Он, целенаправленно разрабатывавший вещества, от которых не было спасения, знавший хватку их свирепых молекул, все же инфантильно верил, что в случае обычной болезни спасение всегда возможно, оно лишь вопрос своевременного упреждения, вопрос средств, усилий, цены; и Калитин был готов заплатить самую высокую.
Он мог позволить себе хороший госпиталь. Хороших врачей. Мало, слишком мало для твердого упования. Ожидать помощи было бы глупо. Ему не раз сухо давали это понять. Приглашение проконсультировать следственную группу – прощальный привет, неуклюжая административная нежность. Знают или догадываются, что, скорее всего, еще год он будет на ногах. Национальная бережливость: выдавить всю пасту из тюбика. Счета из клиники тоже нужно отработать, подвести дебет-кредит, страховка ведь не все покроет. А еще похороны.
Калитину не сказали по телефону, какое именно преступление расследует группа. Секретность. По телефону нельзя. Что они знают о секретности? В том, давнем, прошлом к Калитину бы приехал вооруженный фельдъегерь с опечатанным конвертом в опечатанной сумке. Секретность… Как будто можно не догадаться, если газеты трубят вовсю. Анафилактический шок или его симуляция. Вероятно, вещество естественного происхождения. Не его лаборатория, не его работа. В ресторане, с близкого расстояния. На глазах у свидетелей. Авантюра. Не умер сразу, сумел продержаться, прошептать. Дистанция? Доза? Способ? Погода? Особенности организма? Пища? Кстати, непонятно, успел он поесть или нет, что именно ел, газетчиков это, конечно же, не интересует, и про алкоголь ни слова, дураки ивановичи. Интересно, интересно… Надо еще раз перечитать.

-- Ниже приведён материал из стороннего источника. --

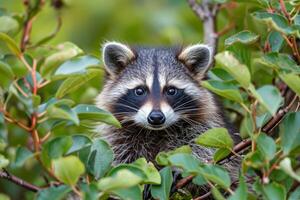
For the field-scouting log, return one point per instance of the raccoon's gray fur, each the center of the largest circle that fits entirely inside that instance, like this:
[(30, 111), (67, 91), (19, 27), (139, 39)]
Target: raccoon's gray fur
[(156, 95)]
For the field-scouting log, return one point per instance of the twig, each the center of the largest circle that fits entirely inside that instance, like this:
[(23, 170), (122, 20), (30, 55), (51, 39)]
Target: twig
[(6, 175), (207, 12)]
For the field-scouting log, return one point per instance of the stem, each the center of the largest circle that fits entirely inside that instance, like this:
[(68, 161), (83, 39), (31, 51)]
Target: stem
[(6, 175)]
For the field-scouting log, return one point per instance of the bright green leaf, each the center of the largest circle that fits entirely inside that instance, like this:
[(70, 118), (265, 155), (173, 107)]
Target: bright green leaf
[(62, 112), (59, 146), (215, 137), (66, 51), (73, 83), (122, 179), (22, 154), (286, 166), (244, 37), (266, 145), (91, 112), (292, 80), (223, 89), (100, 158), (162, 191), (10, 44), (54, 193), (68, 169)]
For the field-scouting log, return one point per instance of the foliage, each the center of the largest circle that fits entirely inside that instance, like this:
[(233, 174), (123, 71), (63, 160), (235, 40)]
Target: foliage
[(43, 129)]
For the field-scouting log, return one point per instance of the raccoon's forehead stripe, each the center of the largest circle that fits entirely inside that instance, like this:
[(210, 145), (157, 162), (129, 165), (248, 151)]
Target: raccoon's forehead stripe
[(155, 89)]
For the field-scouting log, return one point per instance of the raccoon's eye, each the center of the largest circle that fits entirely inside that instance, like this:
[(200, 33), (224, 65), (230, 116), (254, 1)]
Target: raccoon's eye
[(171, 91), (139, 91)]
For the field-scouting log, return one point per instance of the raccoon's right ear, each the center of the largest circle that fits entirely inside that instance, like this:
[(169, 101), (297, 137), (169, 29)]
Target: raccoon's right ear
[(197, 58), (116, 56)]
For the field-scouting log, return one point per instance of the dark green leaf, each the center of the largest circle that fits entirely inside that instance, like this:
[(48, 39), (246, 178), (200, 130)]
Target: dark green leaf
[(229, 63), (290, 132), (162, 191)]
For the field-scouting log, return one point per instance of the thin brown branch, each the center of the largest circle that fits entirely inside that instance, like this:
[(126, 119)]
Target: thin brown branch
[(6, 175)]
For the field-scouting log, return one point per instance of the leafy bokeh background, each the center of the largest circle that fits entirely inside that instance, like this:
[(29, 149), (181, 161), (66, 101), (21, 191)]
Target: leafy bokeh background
[(88, 24)]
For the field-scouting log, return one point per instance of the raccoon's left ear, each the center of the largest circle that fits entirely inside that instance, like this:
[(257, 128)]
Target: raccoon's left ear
[(197, 58), (116, 56)]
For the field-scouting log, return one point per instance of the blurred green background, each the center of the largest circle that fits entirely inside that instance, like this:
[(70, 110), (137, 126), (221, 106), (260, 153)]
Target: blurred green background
[(89, 23)]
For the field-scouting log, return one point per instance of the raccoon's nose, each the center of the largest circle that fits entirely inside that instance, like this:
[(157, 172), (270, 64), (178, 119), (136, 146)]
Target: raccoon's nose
[(156, 117)]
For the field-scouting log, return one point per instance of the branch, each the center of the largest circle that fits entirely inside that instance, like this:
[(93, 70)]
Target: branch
[(207, 12), (6, 175)]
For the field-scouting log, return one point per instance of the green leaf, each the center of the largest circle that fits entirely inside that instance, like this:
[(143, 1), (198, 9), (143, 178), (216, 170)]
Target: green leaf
[(217, 194), (59, 146), (78, 65), (10, 44), (54, 193), (290, 132), (162, 191), (6, 75), (269, 97), (62, 112), (121, 179), (292, 80), (286, 166), (3, 161), (79, 142), (224, 89), (275, 40), (149, 169), (229, 63), (73, 83), (9, 25), (132, 193), (68, 169), (221, 153), (100, 158), (244, 37), (279, 61), (185, 161), (22, 154), (91, 112), (295, 195), (241, 192), (276, 21), (215, 137), (266, 145), (274, 191), (66, 51), (217, 175)]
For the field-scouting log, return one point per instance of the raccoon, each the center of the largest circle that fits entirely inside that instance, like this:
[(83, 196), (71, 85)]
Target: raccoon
[(156, 95)]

В первые годы после побега Калитин вообще не читал газет. Новости его не интересовали. Лаборатория, его детище, осталась там, на родине, предавшей его. Исследования заморожены, персонал отправлен в неоплачиваемый отпуск.
Он твердо надеялся, что ему поверят здесь, выделят ресурсы, дадут сотрудников. Он восстановит свой арсенал, продолжит прерванные исследования. Спецслужбы, убеждал себя Калитин, везде одинаковы. И уж бывшие противники из-за железного занавеса, собиравшие когда-то сведения о его лаборатории буквально по крупицам, видевшие в деле ее творения, – они-то точно должны были понять, какой товар у него в руках, отличный, перспективный, бесценный…
Шли допросы, проверки. Долго, муторно решалась его судьба, а он все ждал и надеялся. Его выскоблили дочиста, выведали все – кроме Дебютанта, его последней тайны; препарата, на который еще не существовало полноценной документации. Не рассказал Калитин и о том, что у них в лаборатории называлось испытаниями на манекенах.
В итоге ему предоставили возможность остаться. Укрыли от ищеек. Но дали лишь ничтожную, хотя и очень хорошо оплачиваемую, должность внештатного консультанта по расследованиям, связанным с химическим оружием.
Словно носом ткнули: ты натворил, тебе и убирать.